Developing countries like China and India will be crucial in absorbing this slack over the next 20+ years. The baby boomers retirement, stealth inflation, lowering interest rates, a consumer loaded up with debt, the housing meltdowns, derivatives that bank supervisors do not even understand, new post-Enron accounting rules forcing CEO’s to come to Jesus or go to jail and the US dollar held hostage by China and Arab Gulf states are a toxic and dangerous cocktail.
A critical balancing act will be needed to keep the US economy from spiraling downward.
To not only make money in a bear market but to preserve and safe keep capital, allocations should be defensive. A super virus in interconnected global markets could spread very quickly plaguing even the darling China and emerging markets.
Cash in the bank should be in a T-bill sweep avoiding money market sweeps and, if the dollar rebounds, I’m looking at Australian and Swiss T-bills to mitigate the associated risks of a possible continued declining dollar.
Venture capital will become much more cautious. But investing in private recession proof businesses with enough funding to make it to profitability could fare much better than publicly traded shares where, in a rush to quality, small cap gets annihilated.

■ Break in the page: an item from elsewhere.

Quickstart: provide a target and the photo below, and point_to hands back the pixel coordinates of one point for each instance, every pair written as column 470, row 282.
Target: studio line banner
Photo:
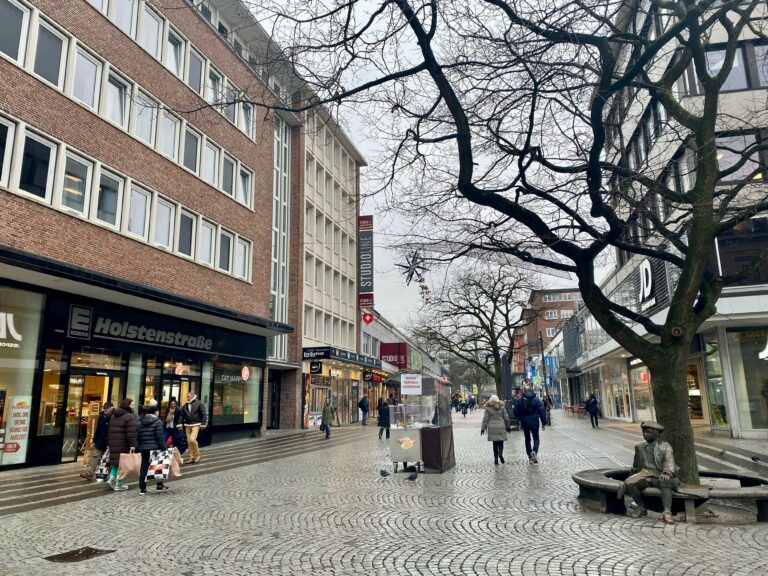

But, as long as the investing public stays blissfully unaware of the crippling cocktail being shaken, not stirred, the markets may continue upward in January on rate inspired rallies as Hedge Funds put new money to work. I hope so. Then I will have more time to unload my property, get unencumbered of any debts and find new highs from which to buy my Proshares ETF’s shorting Russell 2000, consumer goods, financials and real estate!
The 1980 gold price discounted for inflation would be above $1,400 an ounce! With this in mind, if the market has its first large correction in an election year and gold is the baby thrown out with the bath water I’ll be selling my shorts and loading up on ETF’s that follow gold, Ivy league Gold Mining companies, International utility ETF’s, agricultural commodities and specific nuclear, solar, water and tech companies. I believe once the bulls have exhausted themselves, cash will be king, gold will be emperor and small cap will be the fool.
America, with it’s vast commodity resources, technological advances and buying power will always prevail but in 2008 I’ll be defensively strapped in to my seatbelt and excited about the next leg up in a downward trending bear market.
When the purging fires come to cleanse the excesses of the biggest housing boom in history, I’ll be ready.